The reason: Guards must get in line with employers, landlords, public agencies and other entities trying to ensure they're not getting tangled up with crooks. "The sky's the limit in the post 9-11 world," said Ed McConkie, director of Utah's Bureau of Criminal Identification, the state agency charged with conducting the checks. "Everybody wants to know everything about everyone," he said.
The bureau passed a milestone in November. "We now get more criminal history requests from non-criminal entities," McConkie said. "It demonstrates the change in society's needs."
Background requests, which include fingerprint checks with the FBI and a seven-state regional database, total about 15,000 monthly. BCI's staff of 10, working nearly around the clock, is only able to complete about 10,000 each month, McConkie said.
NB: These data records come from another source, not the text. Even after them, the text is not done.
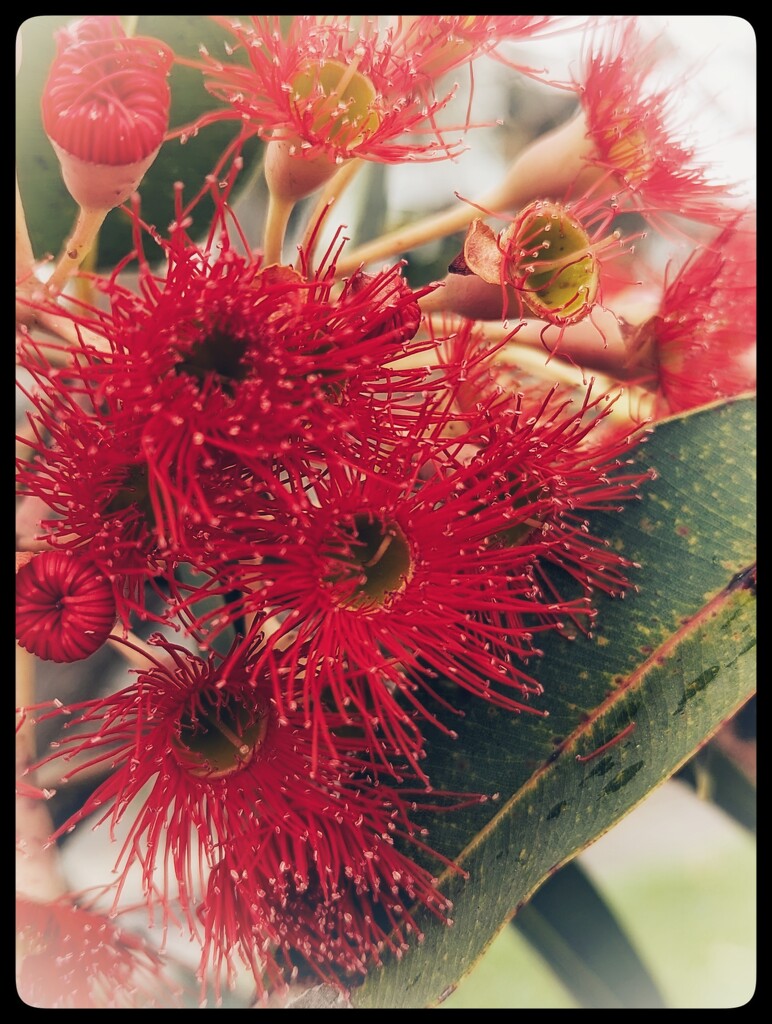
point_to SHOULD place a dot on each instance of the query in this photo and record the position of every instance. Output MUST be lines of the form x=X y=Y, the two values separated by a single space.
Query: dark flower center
x=219 y=736
x=375 y=563
x=134 y=491
x=219 y=355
In 2004, BCI ran 31,841 fingerprint checks. In 2006, that number jumped by nearly 20,000 to 51,780, and the agency continues to experience record growth.
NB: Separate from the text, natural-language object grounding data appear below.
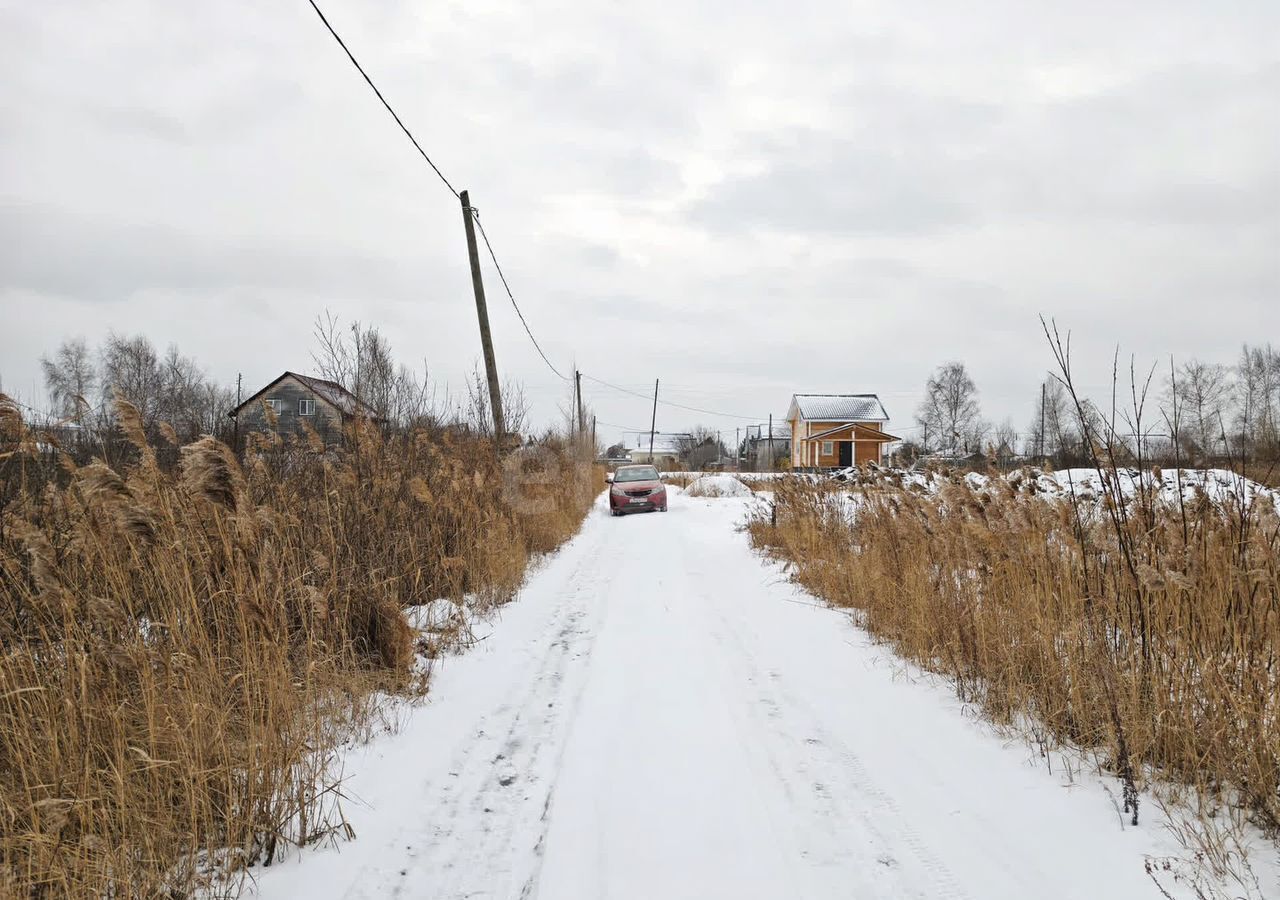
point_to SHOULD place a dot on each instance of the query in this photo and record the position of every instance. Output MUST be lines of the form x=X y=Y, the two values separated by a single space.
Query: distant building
x=667 y=447
x=763 y=448
x=837 y=430
x=295 y=400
Records show the checks were conducted for 224 different agencies or companies, including police departments, schools, water districts, churches, mortgage lenders and a motorcycle club.
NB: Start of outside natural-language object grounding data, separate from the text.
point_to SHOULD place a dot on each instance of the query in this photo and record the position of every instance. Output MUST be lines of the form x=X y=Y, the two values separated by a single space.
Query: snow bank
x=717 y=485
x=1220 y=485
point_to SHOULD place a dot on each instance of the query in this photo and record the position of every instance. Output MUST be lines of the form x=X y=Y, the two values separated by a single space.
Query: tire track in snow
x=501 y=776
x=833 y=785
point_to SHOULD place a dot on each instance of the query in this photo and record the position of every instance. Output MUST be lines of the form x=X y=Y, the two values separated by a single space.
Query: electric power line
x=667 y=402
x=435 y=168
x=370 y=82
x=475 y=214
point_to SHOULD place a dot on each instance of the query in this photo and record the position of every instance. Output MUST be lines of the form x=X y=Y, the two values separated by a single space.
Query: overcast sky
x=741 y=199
BCI's expanded role can be partly attributed to Utah lawmakers, who made the background checks available to industry. Earlier this year, lawmakers passed a bill requiring criminal checks for workers in higher education. Hours later, they also cut BCI's budget by more than $650,000, McConkie said.
BCI's traditional role was to supply criminal-background information to law enforcement. That meant checking applicants for police jobs, providing information during traffic stops and screening people who wanted to buy guns or get a concealed-weapons permit.
Since 1995, the agency's job also included checking applicants for security-guard licenses and corporate officers at security companies.
As BCI's demands grew, Utah's Division of Professional Licensing, which accepts or rejects security-guard applicants, began looking for a way around the delays.
Over the past year, the agency began using a system called IDENTIX to conduct on-the-spot application checks through an information database, allowing officials to issue temporary licenses. That allows people can go to work and get training while BCI completes fingerprint checks, said Clyde Orman, who oversees licensing of 13 professions.
The system has cut the wait to about eight days from nearly five months, Orman said. "That was getting to be a really hard thing for people," he said. "Sometimes you'd get people's background checks back and you'd have to deny them, even though they'd already been working for 90 days."
Only about 10 percent of the roughly 2,400 annual applicants are rejected due to their criminal histories, Orman said. Most get disqualified for lying -- usually about their troubles with the law. "The falsification issue is a biggie," he said. With the scope of BCI's work expanding, and the number of concealed-weapons permit requests rapidly rising, McConkie fears public safety could suffer. "I'm concerned that in a couple of years when a trooper makes a traffic stop and does a license plate check, we'll be so far behind in our information that the trooper won't have confidence in the information we provide," McConkie said. "That gets down to life-and-death information," he said.
BCI also hears a steady number of complaints about the system's sluggish pace, which sometimes means lost jobs or apartments that stay vacant, McConkie said. "Society is going to have to come to grips with this and set up a system that is intended for this 21st century phenomenon," he said.